Last updated: February 26, 2026 5 min read

Table of Contents

  1. Email Subject Lines
  2. Headlines and Blog Titles
  3. Ad Copy
  4. Client Deliverables
  5. Other Case Converter Tools for Writers
  6. Frequently Asked Questions

Copywriters deal with capitalization decisions constantly. Every headline, email subject line, ad header, and product title needs consistent casing. Getting it wrong isn't just a style error — it signals sloppiness to clients and readers.

Our free case converter handles all five case types in one tool: UPPERCASE, lowercase, Title Case, Sentence case, and aLtErNaTiNg. Here's how copywriters actually use it.

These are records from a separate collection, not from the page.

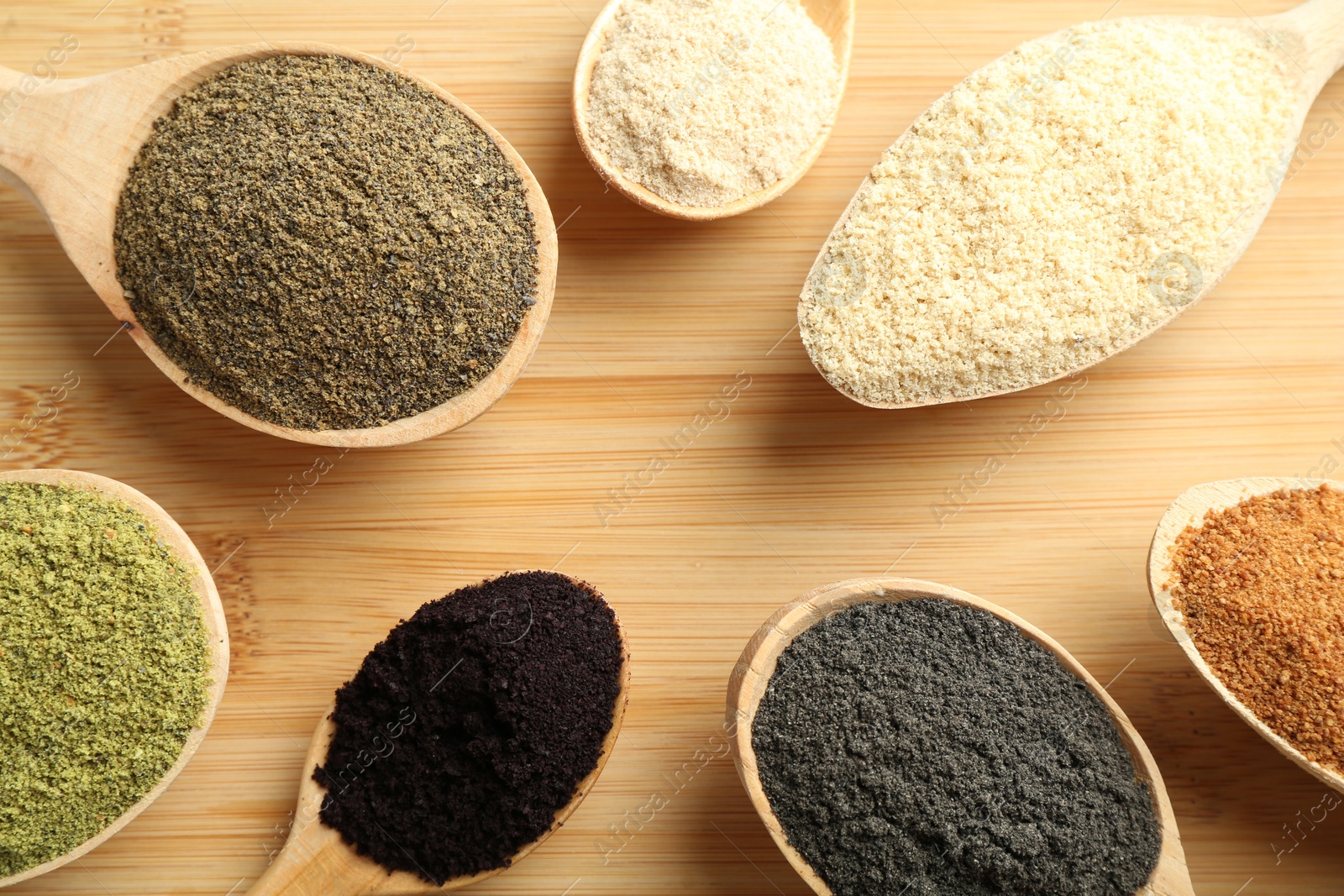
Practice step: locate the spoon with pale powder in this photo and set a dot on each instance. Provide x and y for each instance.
(711, 107)
(1063, 203)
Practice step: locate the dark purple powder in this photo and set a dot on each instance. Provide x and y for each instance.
(472, 725)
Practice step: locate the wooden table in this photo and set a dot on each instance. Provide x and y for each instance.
(797, 486)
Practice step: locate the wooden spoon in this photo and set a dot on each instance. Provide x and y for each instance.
(833, 16)
(69, 147)
(213, 613)
(1189, 511)
(756, 667)
(318, 862)
(1312, 34)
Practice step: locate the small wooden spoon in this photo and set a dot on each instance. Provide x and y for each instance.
(213, 613)
(318, 862)
(1189, 511)
(69, 147)
(756, 667)
(833, 16)
(1310, 34)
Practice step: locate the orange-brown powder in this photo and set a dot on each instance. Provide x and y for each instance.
(1263, 590)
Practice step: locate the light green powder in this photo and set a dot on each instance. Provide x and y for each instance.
(104, 667)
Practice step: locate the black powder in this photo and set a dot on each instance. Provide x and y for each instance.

Email Subject Lines — Sentence Case vs Title Case

The data on this is clear enough: sentence case subject lines tend to feel more personal and generate slightly higher open rates in most split tests. But brand voice matters more than any single test.

A few client rules you might be following:

Whatever rule the client follows, you shouldn't be manually scanning subject lines for inconsistencies. Paste them all into the converter, click once, done. Batch multiple subjects at once by pasting them line by line.

Headlines and Blog Post Titles

Most publications have a house style for headline capitalization. Your job as a copywriter is to match it — consistently, across dozens or hundreds of pieces.

Common patterns:

When you're drafting 15 blog post titles and need them all in Title Case, paste them all, click once, done. When a client switches their style guide midway through a project and you need to re-case 30 existing titles — paste them all, click once.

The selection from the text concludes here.